While it's slightly different version (same coordinates, but a
different order of vertices - it's well visible in meld/kdif/xdiff) is
buffered fine.

B 2
600730.63832718 5678056.67823368
600725.02385533 5677974.01131491
C 1 1
600730.04890192 5678035.56666655
1 1205
B 2
600727.68682251 5677973.32091602
600725.02385533 5677974.01131491
B 4
600727.68682251 5677973.32091602
600739.16582305 5678137.49568095
600736.32863997 5678140.4618269
600730.63832718 5678056.67823368

Can you try that?

2007/2/5, Hamish <hamish_nospam@yahoo.com>:

This probably isn't it, but I use CFLAGS="-g" to compile in debug info,
which I think has the side effect of initing all memory to 0's which
changes the expression of some memory bugs.

I will try that tomorrow anyway. Who knows.

Maciek

Hi Maciej,

I imported both ascii snippets with v.in.ascii -n format=standard and
they looked like same. Created buffer with size=1 and type=area.
Results where same as in my previous tests. For first ascii snippet, I
got shrinked vector area (like removed vector from inside of area)
plus the mystic circle in middle. Second one - good order - worked as
expected - I got correct buffer.

It seems, that v.buffer expects some features to be in right
order(tm). Next thing to find is it v.buffer specific or it's a design
failure in V_lib. As I wrote already, v.* code is a bit more complex
than I can understand - no help form me, just testing.

I will recompile my GRASS too with -g CFLAG and repeat test. If result
will differ, I will report.

Maris.

2007/2/7, Maciej Sieczka <tutey@o2.pl>:

Maris,

Maris Nartiss wrote:
> Hi all,
>
> I was palying a bit with bug-trigering vector and You can see results
> in attachments - setting buffer to 10m will give different buffer top,
> setting buffer to 1 m will return more annoying result and stopping
> buffer process before clean is visible in third image.
>
> I also looked in v.buffer code, but my C skeelz are too lame to
> undrstand it, but I noticed lot of comments with "TODO" and "Should
> work like this". Also there is some stuff relaying on asumption, thath
> some stuff is listed clockwise or counterclockwise, etc.

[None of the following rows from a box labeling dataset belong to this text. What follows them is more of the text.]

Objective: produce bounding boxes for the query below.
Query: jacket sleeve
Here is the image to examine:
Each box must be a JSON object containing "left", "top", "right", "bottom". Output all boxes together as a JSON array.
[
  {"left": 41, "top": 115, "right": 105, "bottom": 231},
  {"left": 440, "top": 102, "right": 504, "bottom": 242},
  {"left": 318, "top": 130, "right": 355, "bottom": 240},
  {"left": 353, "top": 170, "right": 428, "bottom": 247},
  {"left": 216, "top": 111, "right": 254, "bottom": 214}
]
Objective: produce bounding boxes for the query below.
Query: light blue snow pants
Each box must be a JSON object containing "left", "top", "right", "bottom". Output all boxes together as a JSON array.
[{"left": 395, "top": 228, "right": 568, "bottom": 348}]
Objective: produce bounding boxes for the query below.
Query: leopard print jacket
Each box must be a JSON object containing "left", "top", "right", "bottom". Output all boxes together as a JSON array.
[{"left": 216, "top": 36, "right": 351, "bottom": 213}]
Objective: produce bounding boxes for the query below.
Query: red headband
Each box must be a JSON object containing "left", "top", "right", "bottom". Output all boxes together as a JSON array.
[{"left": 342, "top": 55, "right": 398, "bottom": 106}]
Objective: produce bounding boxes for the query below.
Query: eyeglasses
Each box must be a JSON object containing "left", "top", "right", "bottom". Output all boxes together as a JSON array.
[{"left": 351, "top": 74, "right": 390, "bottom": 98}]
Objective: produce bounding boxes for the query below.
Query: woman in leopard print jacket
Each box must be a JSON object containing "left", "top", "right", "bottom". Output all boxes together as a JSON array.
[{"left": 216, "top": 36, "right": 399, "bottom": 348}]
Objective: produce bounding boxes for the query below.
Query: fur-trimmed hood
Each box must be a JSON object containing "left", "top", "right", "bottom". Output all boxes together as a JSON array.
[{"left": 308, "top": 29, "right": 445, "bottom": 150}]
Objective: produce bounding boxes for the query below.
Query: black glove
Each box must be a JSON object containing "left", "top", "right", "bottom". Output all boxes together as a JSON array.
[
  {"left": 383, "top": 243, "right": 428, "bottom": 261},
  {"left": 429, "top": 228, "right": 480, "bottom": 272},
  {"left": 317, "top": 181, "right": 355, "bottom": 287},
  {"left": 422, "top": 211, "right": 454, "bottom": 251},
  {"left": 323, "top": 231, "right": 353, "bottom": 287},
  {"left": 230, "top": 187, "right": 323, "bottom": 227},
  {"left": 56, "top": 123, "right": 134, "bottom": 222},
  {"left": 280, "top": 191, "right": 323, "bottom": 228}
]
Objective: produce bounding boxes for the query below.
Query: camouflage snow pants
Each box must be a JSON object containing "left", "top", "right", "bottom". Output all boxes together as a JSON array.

I suppose this last thing might matter. Please note that the following
ASCII vector is buffered bad (it's the one you have already tested, the
infamous ditch_1205):

B 4
600727.68682251 5677973.32091602
600739.16582305 5678137.49568095
600736.32863997 5678140.4618269
600730.63832718 5678056.67823368
B 2
600730.63832718 5678056.67823368
600725.02385533 5677974.01131491
C 1 1
600730.04890192 5678035.56666655
1 1205
B 2
600727.68682251 5677973.32091602
600725.02385533 5677974.01131491

While it's slightly different version (same coordinates, but a
different order of vertices - it's well visible in meld/kdif/xdiff) is
buffered fine.

B 2
600730.63832718 5678056.67823368
600725.02385533 5677974.01131491
C 1 1
600730.04890192 5678035.56666655
1 1205
B 2
600727.68682251 5677973.32091602
600725.02385533 5677974.01131491
B 4
600727.68682251 5677973.32091602
600739.16582305 5678137.49568095
600736.32863997 5678140.4618269
600730.63832718 5678056.67823368

Can you try that?

> 2007/2/5, Hamish <hamish_nospam@yahoo.com>:

>> This probably isn't it, but I use CFLAGS="-g" to compile in debug info,
>> which I think has the side effect of initing all memory to 0's which
>> changes the expression of some memory bugs.

I will try that tomorrow anyway. Who knows.